Es época por tanto, para mucha gente normal, de tratar de evitar a transidos o trastornados por la calle. Sobre todo cuando aún está caliente el regreso, cuando todavía hay algo de ellos que no ha vuelto de allí y necesitan explicarlo. Yo supongo ahora a Tsipras en una terraza de su pueblo: “Bruselas, macho, ni la India ni hostias. Yo me replanteé todo. Y os cambió la vida, ¿eh?”. Se les reconoce rápido no por el vestuario, el lenguaje o el furgón de policía que los sigue a distancia por la nueva costumbre de dormir bajo las estrellas, sino por la sonrisa de quien ha visto cosas que tú no creerías, por ejemplo un señor pescando.
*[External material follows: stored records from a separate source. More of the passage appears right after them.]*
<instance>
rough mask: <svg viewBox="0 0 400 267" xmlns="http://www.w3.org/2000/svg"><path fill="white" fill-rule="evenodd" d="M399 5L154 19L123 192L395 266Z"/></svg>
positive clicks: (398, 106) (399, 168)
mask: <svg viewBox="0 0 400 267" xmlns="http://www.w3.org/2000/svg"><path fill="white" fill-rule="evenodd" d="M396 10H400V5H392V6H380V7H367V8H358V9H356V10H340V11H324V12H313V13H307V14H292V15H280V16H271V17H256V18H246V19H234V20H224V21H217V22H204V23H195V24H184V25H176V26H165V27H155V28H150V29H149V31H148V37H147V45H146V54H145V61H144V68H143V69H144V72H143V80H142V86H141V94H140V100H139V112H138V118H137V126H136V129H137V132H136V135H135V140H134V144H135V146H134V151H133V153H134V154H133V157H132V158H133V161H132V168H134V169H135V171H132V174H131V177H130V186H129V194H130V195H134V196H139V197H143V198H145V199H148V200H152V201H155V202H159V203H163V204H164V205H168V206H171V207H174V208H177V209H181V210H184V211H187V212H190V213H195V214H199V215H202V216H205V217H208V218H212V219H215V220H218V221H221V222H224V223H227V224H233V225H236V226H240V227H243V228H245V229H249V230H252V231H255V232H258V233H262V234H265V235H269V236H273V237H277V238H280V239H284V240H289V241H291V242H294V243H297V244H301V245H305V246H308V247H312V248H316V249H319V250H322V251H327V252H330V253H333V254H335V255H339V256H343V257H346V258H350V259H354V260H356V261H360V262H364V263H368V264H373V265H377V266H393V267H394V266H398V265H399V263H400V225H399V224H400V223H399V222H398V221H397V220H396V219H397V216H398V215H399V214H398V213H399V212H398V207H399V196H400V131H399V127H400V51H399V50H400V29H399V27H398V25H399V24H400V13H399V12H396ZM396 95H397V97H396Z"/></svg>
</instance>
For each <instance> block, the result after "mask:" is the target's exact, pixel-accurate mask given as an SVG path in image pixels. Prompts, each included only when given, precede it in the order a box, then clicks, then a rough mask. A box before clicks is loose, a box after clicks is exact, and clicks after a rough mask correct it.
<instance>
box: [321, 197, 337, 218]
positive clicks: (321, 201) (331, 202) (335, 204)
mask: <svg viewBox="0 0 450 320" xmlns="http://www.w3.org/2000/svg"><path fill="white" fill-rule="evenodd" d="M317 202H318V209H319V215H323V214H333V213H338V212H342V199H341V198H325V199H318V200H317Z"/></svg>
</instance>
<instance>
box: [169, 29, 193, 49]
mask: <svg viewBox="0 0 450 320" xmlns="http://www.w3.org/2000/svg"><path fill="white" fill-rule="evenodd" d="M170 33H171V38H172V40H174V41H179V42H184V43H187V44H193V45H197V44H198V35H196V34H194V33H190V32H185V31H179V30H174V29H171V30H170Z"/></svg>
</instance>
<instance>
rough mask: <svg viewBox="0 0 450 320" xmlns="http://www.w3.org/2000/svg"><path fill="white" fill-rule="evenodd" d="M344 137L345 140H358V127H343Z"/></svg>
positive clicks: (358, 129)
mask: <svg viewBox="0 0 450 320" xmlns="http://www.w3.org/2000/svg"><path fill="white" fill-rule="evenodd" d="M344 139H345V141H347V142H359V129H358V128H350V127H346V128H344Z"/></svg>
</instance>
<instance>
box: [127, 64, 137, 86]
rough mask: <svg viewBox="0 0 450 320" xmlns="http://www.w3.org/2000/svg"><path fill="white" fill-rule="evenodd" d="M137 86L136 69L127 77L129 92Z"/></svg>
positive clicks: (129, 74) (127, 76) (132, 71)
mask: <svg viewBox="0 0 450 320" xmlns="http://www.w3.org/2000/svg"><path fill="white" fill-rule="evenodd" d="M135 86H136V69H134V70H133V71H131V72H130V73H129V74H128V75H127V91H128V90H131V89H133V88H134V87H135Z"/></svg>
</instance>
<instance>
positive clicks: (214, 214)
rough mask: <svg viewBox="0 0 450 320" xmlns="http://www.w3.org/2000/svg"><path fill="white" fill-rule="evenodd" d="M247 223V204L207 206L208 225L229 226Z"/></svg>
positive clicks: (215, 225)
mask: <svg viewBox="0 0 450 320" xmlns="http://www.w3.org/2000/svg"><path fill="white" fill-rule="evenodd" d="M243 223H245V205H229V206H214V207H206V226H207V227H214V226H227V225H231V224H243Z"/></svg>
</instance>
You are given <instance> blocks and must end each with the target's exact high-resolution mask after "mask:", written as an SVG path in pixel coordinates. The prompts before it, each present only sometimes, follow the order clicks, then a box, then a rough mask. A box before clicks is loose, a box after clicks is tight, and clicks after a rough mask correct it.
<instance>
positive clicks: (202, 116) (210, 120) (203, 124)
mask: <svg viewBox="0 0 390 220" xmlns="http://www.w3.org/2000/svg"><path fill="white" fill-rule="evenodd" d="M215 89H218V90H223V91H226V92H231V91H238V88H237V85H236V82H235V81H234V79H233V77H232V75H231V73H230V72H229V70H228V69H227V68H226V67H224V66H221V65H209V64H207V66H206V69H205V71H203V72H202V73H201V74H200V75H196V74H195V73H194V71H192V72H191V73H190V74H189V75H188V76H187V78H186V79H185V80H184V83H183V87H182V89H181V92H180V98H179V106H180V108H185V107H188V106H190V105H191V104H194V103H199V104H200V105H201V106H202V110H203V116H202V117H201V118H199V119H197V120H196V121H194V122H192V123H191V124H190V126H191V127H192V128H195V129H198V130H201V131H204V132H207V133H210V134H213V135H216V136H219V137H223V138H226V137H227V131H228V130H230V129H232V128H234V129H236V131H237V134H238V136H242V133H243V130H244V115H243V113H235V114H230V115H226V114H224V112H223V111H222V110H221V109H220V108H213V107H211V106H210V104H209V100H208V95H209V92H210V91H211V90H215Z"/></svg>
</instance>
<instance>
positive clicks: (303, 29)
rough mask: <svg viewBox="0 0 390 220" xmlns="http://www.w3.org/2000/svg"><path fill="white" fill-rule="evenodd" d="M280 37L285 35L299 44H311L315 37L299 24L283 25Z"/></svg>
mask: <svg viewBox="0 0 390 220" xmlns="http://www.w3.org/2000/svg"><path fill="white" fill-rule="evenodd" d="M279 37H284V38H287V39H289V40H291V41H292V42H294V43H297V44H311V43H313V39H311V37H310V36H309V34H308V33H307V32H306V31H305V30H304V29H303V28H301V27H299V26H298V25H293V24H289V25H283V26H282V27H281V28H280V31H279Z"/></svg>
He asistido a muchos espectáculos de estos, he protagonizado con escándalo otros. Sé de amigos míos que callarían a una mujer que nació hombre para decirles que una partida de mus en la playa de Ko Chang le cambia la vida a cualquiera.
Esa trascendencia viene incorporada por el contexto, la sensación de lejanía: el prestigio geográfico. Todavía recuerdo la vuelta de un viaje a África que fue por puro placer, no tanto para encontrarme a mí mismo como para encontrar a la nueva Iman, y el grado de intensidad que empezaba a producirse en alguna gente que se enteraba de mi vuelta: esa intensidad se disparaba si el interlocutor había estado allí también. La complicidad coleguera, eso de lo que hay que huir siempre, incluso cuando se mata a alguien en equipo. Yo veía dirigirse hacia mí a alguien que me agarraba los dos brazos, como si me estuviese cayendo de un andamio, y pegaba su cara a la mía buscando los ojos, pues el haber visto la pobreza de Addis Abeba nos había enseñado una mirada secreta. Luego, con voz ronca, él preguntaba: “Qué tal”.
Vienen tiempos duros para los que gustan de “escuchar”. Durante un tiempo sus amigos beberán lo más exótico que se les ocurra y preguntarán dónde se ven ballenas al atardecer en la ría de Pontevedra. Cuando algún ingenuo les pregunte por qué, escuchará el chasquido del cepo en su tobillo.